Climate-neutral basic materials made by PtX for the chemicals industry
The chemicals industry needs to overcome major challenges to reach its climate goals. In this sector, switching to Power-to-X technologies and green hydrogen offers huge potential to cut emissions. PtX Lab Lausitz will offer its services as a think-and-do tank for this transition.
According to the provisions of the Federal Climate Change Act (“Bundes-Klimaschutzgesetz”), the industrials sector in Germany must cut around two-thirds of its greenhouse gas emissions (baseline: 1990) by 2030. The target year for greenhouse gas neutrality is 2045. As the third-largest segment in this sector, the chemicals industry faces a number of hurdles here. One of the most significant is the fact that chemical products are often based on hydrocarbons. Roughly seven percent of national greenhouse gas emissions are created by producing these materials. At the same time, the chemicals industry plays a key role in climate change mitigation by developing innovative new materials and products that help to reduce greenhouse gases and save energy in many different areas.
Energy efficiency is only part of the solution
Over the last few years, the chemicals industry has already cut emissions by improving energy efficiency. Much greater effort is required to become greenhouse gas-neutral, however. Production processes must be electrified, closed carbon cycles should be introduced and raw materials need to be renewable rather than fossil. According to a roadmap published by the German Chemicals Industry Association (VCI) in 2019, this will require considerable investment in new technologies and equipment.

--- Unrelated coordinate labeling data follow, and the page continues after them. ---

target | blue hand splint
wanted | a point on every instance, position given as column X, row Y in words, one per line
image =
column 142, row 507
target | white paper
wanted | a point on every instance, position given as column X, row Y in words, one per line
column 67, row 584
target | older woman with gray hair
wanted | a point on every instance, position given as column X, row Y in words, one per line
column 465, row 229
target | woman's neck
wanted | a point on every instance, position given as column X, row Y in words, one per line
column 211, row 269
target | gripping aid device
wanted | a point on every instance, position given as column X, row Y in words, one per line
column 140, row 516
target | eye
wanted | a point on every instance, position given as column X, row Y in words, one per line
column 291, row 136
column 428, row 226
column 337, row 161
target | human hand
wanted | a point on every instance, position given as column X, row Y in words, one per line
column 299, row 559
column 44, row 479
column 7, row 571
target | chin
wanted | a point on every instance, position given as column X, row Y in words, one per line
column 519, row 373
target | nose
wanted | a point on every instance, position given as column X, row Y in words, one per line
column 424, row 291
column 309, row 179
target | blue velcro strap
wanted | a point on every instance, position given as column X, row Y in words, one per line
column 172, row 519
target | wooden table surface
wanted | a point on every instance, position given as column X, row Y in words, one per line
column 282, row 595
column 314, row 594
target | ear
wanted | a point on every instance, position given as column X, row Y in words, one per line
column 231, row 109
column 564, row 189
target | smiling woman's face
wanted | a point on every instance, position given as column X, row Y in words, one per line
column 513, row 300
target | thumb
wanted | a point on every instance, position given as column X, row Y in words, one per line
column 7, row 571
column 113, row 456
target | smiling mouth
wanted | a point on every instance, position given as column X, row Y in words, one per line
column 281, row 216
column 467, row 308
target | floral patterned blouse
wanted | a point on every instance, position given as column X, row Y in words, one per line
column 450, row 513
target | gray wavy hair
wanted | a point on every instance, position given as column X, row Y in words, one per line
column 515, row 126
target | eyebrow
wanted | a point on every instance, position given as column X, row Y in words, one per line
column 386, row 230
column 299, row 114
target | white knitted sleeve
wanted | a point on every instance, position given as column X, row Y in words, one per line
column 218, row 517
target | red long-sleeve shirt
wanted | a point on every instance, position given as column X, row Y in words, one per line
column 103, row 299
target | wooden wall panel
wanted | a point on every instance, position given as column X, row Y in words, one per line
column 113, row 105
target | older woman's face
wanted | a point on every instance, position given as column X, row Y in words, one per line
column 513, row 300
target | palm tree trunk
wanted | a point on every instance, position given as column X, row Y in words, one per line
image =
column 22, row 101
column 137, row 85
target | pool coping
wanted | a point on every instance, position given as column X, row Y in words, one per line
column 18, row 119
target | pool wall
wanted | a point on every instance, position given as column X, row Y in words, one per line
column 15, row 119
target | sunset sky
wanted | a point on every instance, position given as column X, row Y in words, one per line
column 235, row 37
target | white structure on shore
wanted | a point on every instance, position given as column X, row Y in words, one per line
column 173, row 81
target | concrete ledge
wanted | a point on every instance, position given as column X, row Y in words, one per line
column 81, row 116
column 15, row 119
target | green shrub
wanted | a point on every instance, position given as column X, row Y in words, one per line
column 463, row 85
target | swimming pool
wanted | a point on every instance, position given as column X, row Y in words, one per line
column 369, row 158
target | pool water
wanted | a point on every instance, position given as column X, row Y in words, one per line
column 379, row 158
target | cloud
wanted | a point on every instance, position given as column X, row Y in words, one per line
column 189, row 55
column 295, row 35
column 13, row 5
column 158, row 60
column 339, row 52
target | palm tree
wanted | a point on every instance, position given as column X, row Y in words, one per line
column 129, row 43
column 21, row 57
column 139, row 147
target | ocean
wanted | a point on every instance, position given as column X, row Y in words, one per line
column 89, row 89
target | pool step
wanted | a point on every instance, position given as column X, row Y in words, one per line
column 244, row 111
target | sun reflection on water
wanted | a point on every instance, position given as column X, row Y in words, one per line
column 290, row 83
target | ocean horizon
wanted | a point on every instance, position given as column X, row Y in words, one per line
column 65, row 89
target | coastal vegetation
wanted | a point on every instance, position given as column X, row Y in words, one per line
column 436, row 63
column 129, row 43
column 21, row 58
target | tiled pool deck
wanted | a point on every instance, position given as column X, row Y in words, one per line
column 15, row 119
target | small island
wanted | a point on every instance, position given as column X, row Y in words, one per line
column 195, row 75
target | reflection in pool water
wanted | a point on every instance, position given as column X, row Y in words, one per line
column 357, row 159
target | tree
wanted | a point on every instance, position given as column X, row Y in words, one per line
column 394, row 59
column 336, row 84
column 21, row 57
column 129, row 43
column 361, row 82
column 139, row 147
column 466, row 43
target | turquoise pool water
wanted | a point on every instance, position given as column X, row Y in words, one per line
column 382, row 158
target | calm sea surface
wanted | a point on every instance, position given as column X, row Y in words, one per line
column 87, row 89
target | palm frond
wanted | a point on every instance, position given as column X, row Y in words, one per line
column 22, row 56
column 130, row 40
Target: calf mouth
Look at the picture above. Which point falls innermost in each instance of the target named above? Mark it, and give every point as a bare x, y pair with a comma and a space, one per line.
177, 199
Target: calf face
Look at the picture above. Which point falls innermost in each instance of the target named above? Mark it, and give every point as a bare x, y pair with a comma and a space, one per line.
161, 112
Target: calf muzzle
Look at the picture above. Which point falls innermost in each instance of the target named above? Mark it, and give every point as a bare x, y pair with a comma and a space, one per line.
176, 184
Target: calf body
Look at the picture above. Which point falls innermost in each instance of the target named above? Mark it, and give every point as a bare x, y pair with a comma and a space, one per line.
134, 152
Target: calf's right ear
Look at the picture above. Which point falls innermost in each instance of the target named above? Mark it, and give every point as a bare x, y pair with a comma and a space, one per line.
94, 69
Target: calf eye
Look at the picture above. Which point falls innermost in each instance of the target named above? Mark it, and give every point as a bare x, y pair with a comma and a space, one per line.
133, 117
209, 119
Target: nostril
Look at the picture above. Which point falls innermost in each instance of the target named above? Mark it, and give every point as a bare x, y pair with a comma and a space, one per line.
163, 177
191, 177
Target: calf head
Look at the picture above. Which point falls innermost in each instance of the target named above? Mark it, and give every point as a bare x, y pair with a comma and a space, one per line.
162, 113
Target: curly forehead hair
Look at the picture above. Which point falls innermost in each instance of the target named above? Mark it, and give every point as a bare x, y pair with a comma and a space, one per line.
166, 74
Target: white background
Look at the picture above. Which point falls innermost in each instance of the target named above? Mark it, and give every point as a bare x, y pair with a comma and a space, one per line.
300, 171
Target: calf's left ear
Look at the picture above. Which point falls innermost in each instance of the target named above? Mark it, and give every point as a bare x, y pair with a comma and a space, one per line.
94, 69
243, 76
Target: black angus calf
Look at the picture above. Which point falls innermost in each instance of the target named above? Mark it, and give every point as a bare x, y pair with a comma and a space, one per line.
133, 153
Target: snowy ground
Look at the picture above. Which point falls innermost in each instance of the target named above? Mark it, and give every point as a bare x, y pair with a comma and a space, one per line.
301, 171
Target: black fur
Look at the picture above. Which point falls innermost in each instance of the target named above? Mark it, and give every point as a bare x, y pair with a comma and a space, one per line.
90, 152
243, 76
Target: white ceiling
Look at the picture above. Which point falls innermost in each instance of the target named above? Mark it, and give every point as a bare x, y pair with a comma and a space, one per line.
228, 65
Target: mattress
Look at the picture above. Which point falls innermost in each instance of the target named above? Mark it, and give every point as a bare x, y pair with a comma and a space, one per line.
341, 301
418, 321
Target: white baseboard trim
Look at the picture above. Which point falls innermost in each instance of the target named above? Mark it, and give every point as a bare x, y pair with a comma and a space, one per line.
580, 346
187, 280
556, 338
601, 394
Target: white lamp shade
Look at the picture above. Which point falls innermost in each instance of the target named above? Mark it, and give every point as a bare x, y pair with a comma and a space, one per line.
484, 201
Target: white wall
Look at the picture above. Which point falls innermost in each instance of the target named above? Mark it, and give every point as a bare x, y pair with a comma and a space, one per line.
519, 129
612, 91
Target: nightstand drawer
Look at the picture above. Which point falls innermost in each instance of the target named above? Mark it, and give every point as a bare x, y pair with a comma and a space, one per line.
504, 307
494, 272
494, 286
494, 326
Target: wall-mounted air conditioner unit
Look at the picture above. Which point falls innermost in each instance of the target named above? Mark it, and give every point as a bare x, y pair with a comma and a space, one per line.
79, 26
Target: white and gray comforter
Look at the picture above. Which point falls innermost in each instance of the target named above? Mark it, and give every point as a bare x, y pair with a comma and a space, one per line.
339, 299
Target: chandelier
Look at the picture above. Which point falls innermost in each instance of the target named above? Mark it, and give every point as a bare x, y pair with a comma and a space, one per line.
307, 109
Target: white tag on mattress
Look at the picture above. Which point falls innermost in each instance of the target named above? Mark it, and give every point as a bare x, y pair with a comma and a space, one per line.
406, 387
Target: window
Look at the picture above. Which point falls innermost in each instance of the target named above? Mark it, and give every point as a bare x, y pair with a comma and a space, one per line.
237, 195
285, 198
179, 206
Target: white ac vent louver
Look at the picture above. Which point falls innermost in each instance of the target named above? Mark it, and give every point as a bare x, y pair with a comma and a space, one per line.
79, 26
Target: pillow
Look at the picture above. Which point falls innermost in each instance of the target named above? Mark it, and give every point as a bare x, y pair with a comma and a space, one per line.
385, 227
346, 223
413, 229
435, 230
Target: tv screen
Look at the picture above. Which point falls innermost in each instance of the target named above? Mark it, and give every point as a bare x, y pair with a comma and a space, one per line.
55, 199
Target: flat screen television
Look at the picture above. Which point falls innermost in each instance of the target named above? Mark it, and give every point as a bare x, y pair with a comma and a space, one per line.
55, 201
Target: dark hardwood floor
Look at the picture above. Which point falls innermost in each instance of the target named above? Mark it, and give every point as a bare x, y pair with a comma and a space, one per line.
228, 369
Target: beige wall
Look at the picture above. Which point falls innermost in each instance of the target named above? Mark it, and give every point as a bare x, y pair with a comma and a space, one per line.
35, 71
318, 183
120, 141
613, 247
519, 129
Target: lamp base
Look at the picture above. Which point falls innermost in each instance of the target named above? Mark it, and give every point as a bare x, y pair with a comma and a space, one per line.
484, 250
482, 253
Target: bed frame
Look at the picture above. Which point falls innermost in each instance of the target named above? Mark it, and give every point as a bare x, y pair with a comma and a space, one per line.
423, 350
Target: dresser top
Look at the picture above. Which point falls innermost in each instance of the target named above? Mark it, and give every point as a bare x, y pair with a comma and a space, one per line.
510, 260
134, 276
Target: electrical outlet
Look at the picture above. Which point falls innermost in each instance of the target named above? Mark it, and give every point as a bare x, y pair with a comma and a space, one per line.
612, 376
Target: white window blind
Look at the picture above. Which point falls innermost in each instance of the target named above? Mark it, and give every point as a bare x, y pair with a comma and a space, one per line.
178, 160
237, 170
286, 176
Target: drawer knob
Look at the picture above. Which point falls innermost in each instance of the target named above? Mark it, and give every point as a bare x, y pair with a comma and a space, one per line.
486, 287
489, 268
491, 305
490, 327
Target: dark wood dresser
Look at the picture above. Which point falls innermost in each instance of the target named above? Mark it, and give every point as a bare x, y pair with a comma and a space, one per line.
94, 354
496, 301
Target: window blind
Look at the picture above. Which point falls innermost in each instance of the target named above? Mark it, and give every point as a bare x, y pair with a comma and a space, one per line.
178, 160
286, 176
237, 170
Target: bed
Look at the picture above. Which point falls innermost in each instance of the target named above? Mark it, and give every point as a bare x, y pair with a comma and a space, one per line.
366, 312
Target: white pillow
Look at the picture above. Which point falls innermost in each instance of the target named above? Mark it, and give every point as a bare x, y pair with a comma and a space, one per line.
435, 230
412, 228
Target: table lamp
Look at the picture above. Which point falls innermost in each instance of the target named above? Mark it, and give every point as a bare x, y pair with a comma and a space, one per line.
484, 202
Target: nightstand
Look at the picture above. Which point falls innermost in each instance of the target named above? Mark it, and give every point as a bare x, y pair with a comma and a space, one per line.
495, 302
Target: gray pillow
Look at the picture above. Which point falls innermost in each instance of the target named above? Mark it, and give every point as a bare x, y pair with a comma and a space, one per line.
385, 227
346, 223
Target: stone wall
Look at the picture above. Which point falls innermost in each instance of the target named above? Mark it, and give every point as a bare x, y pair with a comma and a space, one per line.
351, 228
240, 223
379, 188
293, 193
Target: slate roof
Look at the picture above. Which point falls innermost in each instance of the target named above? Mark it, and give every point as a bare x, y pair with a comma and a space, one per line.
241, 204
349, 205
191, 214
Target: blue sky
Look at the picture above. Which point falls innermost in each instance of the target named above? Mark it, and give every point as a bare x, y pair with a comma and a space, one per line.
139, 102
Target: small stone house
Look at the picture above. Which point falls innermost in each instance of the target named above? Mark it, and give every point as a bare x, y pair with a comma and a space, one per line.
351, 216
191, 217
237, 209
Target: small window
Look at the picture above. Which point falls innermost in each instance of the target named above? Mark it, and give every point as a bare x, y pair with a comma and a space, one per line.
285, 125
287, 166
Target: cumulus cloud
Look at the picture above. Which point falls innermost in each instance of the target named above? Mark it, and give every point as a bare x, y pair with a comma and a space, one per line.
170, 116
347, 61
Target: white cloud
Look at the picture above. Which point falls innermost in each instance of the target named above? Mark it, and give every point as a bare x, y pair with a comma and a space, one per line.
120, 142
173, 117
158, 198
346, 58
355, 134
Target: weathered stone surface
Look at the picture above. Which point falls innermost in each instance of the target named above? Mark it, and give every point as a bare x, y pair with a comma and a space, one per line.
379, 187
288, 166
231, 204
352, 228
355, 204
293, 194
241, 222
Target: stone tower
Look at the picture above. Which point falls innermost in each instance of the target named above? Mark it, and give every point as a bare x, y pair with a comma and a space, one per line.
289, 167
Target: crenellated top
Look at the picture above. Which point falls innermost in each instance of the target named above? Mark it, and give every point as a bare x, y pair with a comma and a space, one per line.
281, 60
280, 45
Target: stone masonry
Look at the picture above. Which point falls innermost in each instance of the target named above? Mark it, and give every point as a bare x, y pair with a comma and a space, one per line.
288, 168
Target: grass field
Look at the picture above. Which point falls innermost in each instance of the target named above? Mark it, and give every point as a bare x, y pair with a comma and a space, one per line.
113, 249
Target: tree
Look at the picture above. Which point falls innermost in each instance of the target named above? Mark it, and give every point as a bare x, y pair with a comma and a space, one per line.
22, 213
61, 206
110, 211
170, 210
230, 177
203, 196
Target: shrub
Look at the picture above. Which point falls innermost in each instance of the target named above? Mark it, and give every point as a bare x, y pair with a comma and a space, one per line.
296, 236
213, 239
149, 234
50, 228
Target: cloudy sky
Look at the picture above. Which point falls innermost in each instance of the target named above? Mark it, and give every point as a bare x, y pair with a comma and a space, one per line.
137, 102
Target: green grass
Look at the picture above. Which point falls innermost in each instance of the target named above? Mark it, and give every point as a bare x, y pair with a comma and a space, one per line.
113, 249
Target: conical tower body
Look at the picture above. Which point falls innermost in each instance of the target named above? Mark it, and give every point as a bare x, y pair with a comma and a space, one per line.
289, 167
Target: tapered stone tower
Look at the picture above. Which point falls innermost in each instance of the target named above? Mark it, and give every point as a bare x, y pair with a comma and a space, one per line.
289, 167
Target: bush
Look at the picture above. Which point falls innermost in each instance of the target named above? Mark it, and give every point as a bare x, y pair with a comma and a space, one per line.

Since raw material extraction generates a large percentage of overall emissions, the basic chemicals segment offers the greatest potential for reducing greenhouse gases. Cross-sectoral solutions will be required in order to achieve this. These include the use of green hydrogen and its derivatives – such as synthetic basic materials based on Power-to-Chemicals (PtChem) technologies, for example. These technologies can significantly reduce both the direct and indirect CO2 emissions of many types of products.
Green hydrogen as an alternative
A large part of chemical manufacturing involves the use of basic chemicals such as ammonia, methanol, ethylene and propylene, whose production always involves high CO2 emissions. In the case of ammonia and methanol, hydrogen is already part of the process but is still obtained with the use of fossil energy. In the case of ethylene and propylene, these are obtained by the thermal cracking of hydrocarbons as part of refining crude and liquefied gas. Both of these processes involve sizeable CO2 emissions.
Green hydrogen offers an alternative here: the fossil hydrogen used to synthesise ammonia and methanol can be substituted directly with green hydrogen. This methanol, now produced as part of a climate-neutral process, can then be used in the methanol-to-olefins (MTO) process to make ethylene and propylene.
In this way, the use of green PtX technologies can secure the supply of the required basic materials to the chemicals industry while making an important contribution to the reduction of CO2 emissions. One precondition to achieving this, however, is that green hydrogen is available in sufficient quantities and at a competitive price.
PtX Lab Lausitz as a think-and-do tank
PtX Lab will be working to ensure the availability of climate-neutral basic chemicals together with their certification according to strict, internationally recognised sustainability standards, as well as creating incentives for stimulating demand at a national and European level. As a T&D tank, it will provide consulting services to industry, local government and other stakeholders for all issues relating to synthetic fuels and basic materials.